On 2008-12-31 at 01:16 +0000, Martin Ebourne wrote:
> Yes, that's right, in zsh it's a negative option, and rmstartwait goes
> one even better than that:
> 
> RM_STAR_SILENT (-H) <K> <S>
>      Do not query the user before executing `rm *' or `rm path/*'.

For reference for the non-zsh folks: that's a command-line option -H to
activate this option (turn off the prompt/warning) and a note that in
ksh and sh emulation modes this is automatically on (thus silent).

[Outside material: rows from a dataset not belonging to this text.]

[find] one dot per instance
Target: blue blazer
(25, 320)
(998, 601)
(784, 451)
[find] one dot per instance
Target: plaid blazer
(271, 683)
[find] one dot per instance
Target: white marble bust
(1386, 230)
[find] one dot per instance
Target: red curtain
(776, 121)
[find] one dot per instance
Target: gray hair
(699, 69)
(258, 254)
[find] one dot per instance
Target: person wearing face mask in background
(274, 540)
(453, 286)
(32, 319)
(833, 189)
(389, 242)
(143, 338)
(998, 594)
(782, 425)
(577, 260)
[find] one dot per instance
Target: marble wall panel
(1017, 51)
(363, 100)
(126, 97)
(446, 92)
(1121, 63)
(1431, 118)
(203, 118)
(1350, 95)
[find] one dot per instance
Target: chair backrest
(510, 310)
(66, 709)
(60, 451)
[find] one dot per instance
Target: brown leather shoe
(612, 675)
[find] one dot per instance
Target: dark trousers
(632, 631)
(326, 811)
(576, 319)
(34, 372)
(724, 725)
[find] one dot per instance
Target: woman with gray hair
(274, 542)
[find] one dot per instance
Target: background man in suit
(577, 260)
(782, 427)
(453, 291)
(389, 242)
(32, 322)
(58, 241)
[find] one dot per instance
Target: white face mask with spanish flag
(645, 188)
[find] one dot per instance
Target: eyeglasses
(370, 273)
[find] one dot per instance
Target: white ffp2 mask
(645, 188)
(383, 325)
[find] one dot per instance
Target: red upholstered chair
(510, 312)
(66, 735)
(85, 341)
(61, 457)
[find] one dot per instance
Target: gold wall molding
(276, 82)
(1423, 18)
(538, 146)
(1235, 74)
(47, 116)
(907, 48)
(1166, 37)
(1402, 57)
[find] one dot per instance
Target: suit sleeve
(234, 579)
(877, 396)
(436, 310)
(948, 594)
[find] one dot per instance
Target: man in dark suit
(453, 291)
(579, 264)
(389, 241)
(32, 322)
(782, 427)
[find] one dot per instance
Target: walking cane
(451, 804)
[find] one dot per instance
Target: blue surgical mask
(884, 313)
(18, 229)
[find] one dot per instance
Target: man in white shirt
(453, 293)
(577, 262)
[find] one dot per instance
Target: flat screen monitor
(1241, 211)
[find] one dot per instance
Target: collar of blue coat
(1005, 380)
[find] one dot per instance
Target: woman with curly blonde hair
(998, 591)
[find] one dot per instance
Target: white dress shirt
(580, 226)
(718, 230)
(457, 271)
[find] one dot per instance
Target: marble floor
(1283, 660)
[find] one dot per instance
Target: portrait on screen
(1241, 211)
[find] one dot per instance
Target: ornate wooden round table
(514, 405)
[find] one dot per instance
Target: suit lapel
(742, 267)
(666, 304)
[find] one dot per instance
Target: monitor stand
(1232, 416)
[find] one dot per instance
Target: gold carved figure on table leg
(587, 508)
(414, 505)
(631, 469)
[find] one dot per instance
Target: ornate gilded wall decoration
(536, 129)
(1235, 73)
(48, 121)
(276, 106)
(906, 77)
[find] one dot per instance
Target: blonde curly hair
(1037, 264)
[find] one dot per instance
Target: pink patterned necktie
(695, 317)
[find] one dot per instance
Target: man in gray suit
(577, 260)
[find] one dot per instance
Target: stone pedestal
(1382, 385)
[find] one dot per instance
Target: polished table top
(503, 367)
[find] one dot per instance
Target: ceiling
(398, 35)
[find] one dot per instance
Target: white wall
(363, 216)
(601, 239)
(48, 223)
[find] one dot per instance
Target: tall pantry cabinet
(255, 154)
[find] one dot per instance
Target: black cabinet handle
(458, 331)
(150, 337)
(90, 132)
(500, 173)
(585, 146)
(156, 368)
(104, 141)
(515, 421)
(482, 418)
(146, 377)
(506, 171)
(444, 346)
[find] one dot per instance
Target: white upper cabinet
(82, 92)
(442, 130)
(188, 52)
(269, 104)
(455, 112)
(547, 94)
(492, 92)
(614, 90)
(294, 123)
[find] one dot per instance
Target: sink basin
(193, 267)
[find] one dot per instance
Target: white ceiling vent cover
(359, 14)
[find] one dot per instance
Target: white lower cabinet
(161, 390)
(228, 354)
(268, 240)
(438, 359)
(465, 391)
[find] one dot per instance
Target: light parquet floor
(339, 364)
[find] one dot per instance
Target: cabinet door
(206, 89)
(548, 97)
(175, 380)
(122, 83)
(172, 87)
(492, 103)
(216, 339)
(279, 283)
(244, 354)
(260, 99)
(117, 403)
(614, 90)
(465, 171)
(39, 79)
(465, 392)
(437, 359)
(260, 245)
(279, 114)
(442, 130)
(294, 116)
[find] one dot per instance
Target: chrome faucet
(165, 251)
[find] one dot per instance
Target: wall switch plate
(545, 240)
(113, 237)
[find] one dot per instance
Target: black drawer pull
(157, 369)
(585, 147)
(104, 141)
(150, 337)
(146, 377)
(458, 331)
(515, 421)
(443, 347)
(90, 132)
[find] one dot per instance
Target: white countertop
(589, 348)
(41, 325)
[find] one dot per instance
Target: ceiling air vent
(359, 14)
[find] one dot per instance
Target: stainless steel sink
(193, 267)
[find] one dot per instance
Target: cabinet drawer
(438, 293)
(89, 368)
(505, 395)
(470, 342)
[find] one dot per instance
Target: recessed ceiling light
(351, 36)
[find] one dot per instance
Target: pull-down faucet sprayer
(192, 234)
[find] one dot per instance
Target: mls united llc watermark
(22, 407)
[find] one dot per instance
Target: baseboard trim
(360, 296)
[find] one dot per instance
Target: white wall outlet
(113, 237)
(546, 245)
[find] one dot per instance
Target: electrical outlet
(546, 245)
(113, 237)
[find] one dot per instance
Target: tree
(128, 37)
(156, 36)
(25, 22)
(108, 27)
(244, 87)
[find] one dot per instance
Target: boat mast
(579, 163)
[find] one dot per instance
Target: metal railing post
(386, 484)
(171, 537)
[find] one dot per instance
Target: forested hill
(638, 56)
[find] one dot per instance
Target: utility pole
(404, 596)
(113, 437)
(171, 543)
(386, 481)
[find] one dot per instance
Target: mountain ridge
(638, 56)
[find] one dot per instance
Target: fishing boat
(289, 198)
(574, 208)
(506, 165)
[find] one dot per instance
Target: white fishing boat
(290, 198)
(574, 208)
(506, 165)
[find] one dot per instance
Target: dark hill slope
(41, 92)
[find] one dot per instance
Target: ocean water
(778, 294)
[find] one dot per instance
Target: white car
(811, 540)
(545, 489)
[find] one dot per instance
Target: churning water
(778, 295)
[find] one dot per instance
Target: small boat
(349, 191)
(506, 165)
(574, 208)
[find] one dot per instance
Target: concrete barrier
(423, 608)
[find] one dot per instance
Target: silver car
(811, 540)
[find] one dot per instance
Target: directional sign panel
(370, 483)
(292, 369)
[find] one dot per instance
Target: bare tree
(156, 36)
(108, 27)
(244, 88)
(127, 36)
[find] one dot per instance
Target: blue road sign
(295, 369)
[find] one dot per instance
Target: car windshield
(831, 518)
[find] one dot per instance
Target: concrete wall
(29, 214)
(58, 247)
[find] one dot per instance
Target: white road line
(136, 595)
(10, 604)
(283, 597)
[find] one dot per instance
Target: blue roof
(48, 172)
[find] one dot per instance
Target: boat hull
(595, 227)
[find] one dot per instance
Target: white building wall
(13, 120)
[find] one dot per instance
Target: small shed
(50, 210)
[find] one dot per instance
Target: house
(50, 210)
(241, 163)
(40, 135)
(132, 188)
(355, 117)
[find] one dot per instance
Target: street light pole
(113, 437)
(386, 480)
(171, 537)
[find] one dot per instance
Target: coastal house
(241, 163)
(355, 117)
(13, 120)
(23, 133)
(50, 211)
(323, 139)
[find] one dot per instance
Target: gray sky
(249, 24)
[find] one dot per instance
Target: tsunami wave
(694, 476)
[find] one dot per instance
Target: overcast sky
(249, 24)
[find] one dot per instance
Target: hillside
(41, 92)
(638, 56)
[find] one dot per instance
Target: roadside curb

In zsh, it's not for the built-in rm, it's a pre-check before running
the normal rm.  (The "built-in" is actually dynamically loaded from
zsh/files which is a bunch of emergency commands, predating busybox,
rather than POSIX-compatible implementations; was rather useful recently
when I managed to hose a system so that exec() couldn't work but I could
still load dynamic modules).

The prompting isn't new; I think it's been there for at least a decade.
Hrm, was present in rev 1.1 in the current CVS, so was there in 1999.

> RM_STAR_WAIT
>      If querying the user before executing `rm *' or `rm path/*', first
>      wait ten seconds and ignore anything typed in that time.  This
>      avoids the problem of reflexively answering `yes' to the query
>      when one didn't really mean it.  The wait and query can always be
>      avoided by expanding the `*' in ZLE (with tab).

The lack of adornments to the name there indicates that this behaviour
is *not* turned on by default -- the user has to explicitly request this
behaviour.  Nobody on zsh-devel is ever likely to force this on for
everyone, that would be ... well, too hateful.